Rubio Says U.S. Must Skip Saudi Investment Event Over Khashoggi
(Bloomberg) -- Treasury Secretary Steven Mnuchin should skip a high-profile investment conference in Saudi Arabia this month until the fate of missing Washington Post writer Jamal Khashoggi has been determined, Florida Senator Marco Rubio said.
“I don’t think he should go,” the Florida Republican said on CNN’s “State of the Union,” one of three appearances on Sunday morning political shows. “I don’t think any of our government officials should be going and pretending as it’s business as usual until we know exactly what’s happened here.”
Mnuchin’s still planning to travel to Saudi Arabia to attend the three-day Future Investment Initiative in two weeks intended to showcase Prince Mohammed bin Salman’s modernization plan for the desert kingdom but is evaluating it, White House economic director Larry Kudlow said on ABC’s “This Week.” The event is nicknamed “Davos in the Desert.”
Khashoggi, a Saudi critic of the regime, hasn’t been seen since he entered the Saudi consulate in Istanbul on Oct. 2 to pick up a document for his upcoming wedding.
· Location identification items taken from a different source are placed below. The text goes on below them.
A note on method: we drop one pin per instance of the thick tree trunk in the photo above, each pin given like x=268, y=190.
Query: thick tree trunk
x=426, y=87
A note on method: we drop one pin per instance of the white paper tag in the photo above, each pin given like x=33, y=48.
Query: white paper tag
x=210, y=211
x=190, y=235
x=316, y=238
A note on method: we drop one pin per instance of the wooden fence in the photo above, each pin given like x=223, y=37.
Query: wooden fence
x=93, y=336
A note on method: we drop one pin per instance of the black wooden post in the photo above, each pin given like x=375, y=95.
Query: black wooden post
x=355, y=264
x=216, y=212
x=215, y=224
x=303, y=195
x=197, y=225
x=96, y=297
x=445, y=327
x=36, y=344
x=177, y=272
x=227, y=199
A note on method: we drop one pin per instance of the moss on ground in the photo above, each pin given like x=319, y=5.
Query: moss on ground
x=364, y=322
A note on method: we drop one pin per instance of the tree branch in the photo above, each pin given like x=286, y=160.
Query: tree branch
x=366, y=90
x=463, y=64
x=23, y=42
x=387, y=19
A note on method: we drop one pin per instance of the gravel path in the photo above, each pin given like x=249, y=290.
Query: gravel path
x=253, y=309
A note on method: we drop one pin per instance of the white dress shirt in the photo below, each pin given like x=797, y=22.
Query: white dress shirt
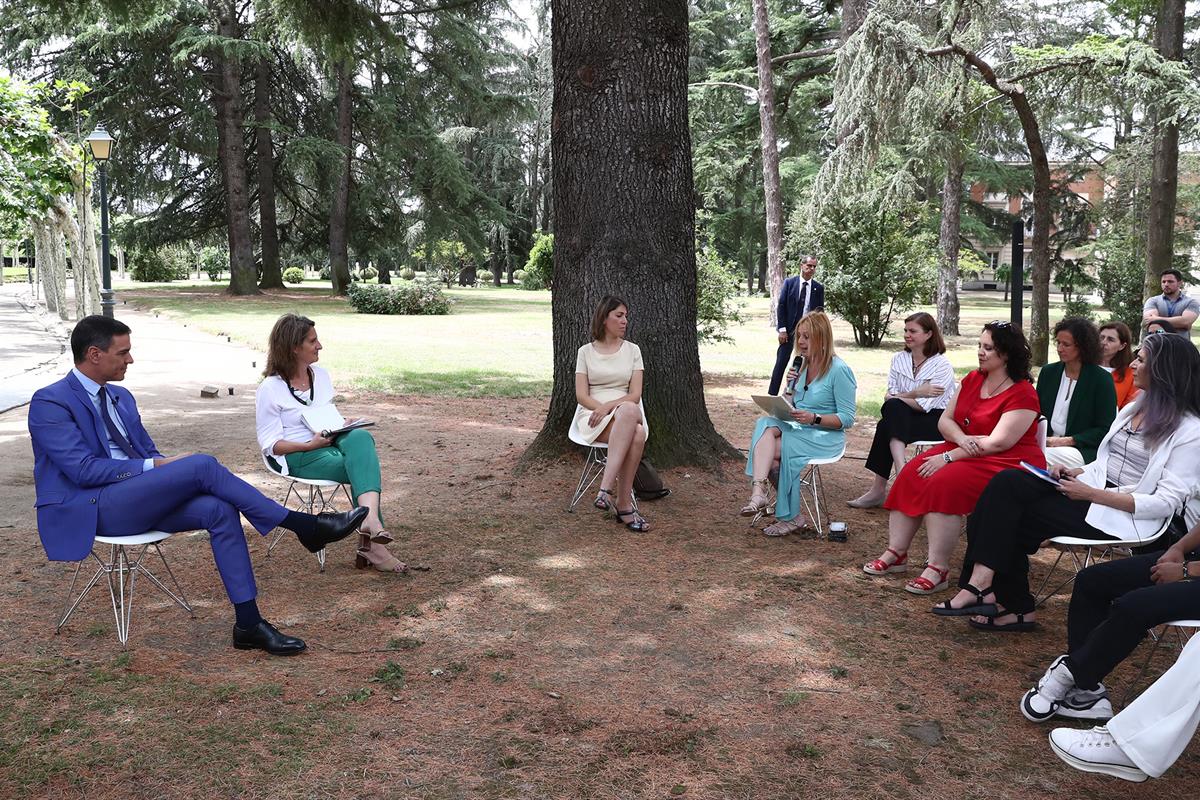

Turkish officials say they have audio and video recordings that show a Saudi security team detained Khashoggi in the consulate before killing him and dismembering his body, the Post reported. Saudi officials say Khashoggi left the building unharmed.
In an excerpt of the “60 Minutes” interview to be broadcast in full on Sunday night, Trump said that “nobody knows” whether Saudi officials are involved, although they “deny it vehemently.”
“We’re going to get to the bottom of it, and there will be severe punishment,” the president said in the CBS interview, which was taped on Thursday. “Could it be them? Yes.”
If the allegations are proved true, the U.S. response needs to be “very strong and meaningful -- it can’t be symbolic, it can’t just be words,’’ said Rubio, a member of the Senate Foreign Relations Committee.
Trump on Saturday said it would be “foolish” to cancel large U.S. arms sales to Saudi Arabia in response to the controversy and instead suggested unspecified “very, very powerful, very strong, strong measures.”
Rubio agreed with Trump on the importance of maintaining arms deals, saying it’s not about the money but that military sales provide leverage because they require ongoing replacement parts and training.
Still, Rubio said ending arms sales shouldn’t be taken off the table, and that the U.S. won’t be able to confront Russian President Vladimir Putin and other authoritarian regimes around the world if it doesn’t act in the face of clear evidence Khashoggi was murdered.
“There’s not enough money in the world for us to buy back our credibility on human rights if we do not move forward and take swift action on this if in fact, if and when it’s proven to be true,’’ Rubio said on CBS’s “Face the Nation.”